Updated: May 7, 2021

Ich weiß nicht was soll es bedeuten

Dass ich so traurig bin

Ein Märchen aus uralten Zeiten

Das geht mir nicht durch den Sinn.

(Heinrich Heine, 1822)


I cannot determine the meaning Of sorrow that fills my breast: A fable of old, through it streaming, Allows my mind no rest.

(translated: Frank 1998)


My grandmother liked to tell me the story of the Loreley when I was a child. I still hear her sing this whimsical tune, which she accompanied on her mandolin. It gave me goosebumps every time and left me with that melancholy feeling the song describes, that “heavy sorrow that fills my breast.”


“Loreley” is the name of a steep rock in the Rhine valley at a particularly fatal bent of the river. It is also the name of an old German legend, as well as the name of a literary figure, eternalized in the above ballad by Heinrich Heine in 1822, set to melody by Clara Schumann.


According to legend, the beautiful Lore Lay –who is either a sorceress, a siren, a nixen, an undine or all of those combined – lured sailors to their watery deaths by sitting upon that rock, singing, as she combed her long, golden hair. Distracted by her beauty, the sailors forgot about navigating their boats, crashed against that fatal rock – and drowned.

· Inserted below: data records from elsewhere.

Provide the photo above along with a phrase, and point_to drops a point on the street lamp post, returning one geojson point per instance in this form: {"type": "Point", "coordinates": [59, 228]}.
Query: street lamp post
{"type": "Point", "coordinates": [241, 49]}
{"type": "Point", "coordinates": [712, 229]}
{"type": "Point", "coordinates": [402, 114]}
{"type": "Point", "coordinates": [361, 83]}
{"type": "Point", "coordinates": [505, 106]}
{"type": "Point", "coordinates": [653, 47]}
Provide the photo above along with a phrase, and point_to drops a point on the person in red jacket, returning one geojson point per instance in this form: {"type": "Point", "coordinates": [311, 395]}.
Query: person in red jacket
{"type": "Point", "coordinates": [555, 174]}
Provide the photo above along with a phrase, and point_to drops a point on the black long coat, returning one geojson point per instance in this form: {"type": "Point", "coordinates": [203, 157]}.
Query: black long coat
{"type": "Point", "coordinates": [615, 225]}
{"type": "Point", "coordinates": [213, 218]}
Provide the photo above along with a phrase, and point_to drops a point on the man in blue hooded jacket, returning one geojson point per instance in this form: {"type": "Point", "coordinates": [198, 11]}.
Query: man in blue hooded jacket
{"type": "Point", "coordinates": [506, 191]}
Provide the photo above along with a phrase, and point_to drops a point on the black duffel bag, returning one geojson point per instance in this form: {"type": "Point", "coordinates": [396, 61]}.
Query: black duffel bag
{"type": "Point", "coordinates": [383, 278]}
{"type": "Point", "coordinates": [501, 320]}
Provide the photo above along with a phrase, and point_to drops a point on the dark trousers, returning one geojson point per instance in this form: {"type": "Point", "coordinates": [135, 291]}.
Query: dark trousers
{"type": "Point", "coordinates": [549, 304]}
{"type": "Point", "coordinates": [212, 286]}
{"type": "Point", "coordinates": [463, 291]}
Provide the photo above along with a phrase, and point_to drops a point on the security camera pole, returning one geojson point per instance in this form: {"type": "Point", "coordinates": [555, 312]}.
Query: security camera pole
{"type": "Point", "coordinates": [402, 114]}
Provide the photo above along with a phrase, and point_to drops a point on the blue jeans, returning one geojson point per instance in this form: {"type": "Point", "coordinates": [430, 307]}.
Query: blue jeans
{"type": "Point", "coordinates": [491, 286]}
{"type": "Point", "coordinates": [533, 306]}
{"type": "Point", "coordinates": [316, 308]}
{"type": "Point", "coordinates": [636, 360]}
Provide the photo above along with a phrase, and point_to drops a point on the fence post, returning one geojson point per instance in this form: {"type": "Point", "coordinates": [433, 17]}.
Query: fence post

There is some truth at the core of every legend. The area near the Loreley rock is considered to be the most dangerous part of the entire Rhine river. The sharp bent narrows down to only 200m. Currents and maelstroms make navigation difficult, pushing boats against submerged rocks and sandbanks. Throughout the ages, many sailors came to tragedy as they shipwrecked at that particular part of the Rhine. Or maybe it was the Loreley who had bewitched them?


There are different versions of the legend. In the ballad by Clemens Brentano (1801), the heartbroken Loreley throws herself off the rock to be with her faithless sailor – who, upon seeing her, crashes against the rock and drowns. A double tragedy.


Why did I choose to write about this legend? When I saw the cover of Sea of Secrets, I heard my grandmother’s mandolin again and her voice as she sang: Ich weiss nicht was soll das bedeuten… and then I knew that my story would be about the Loreley. Even if I just wrote it for myself, for a childhood memory.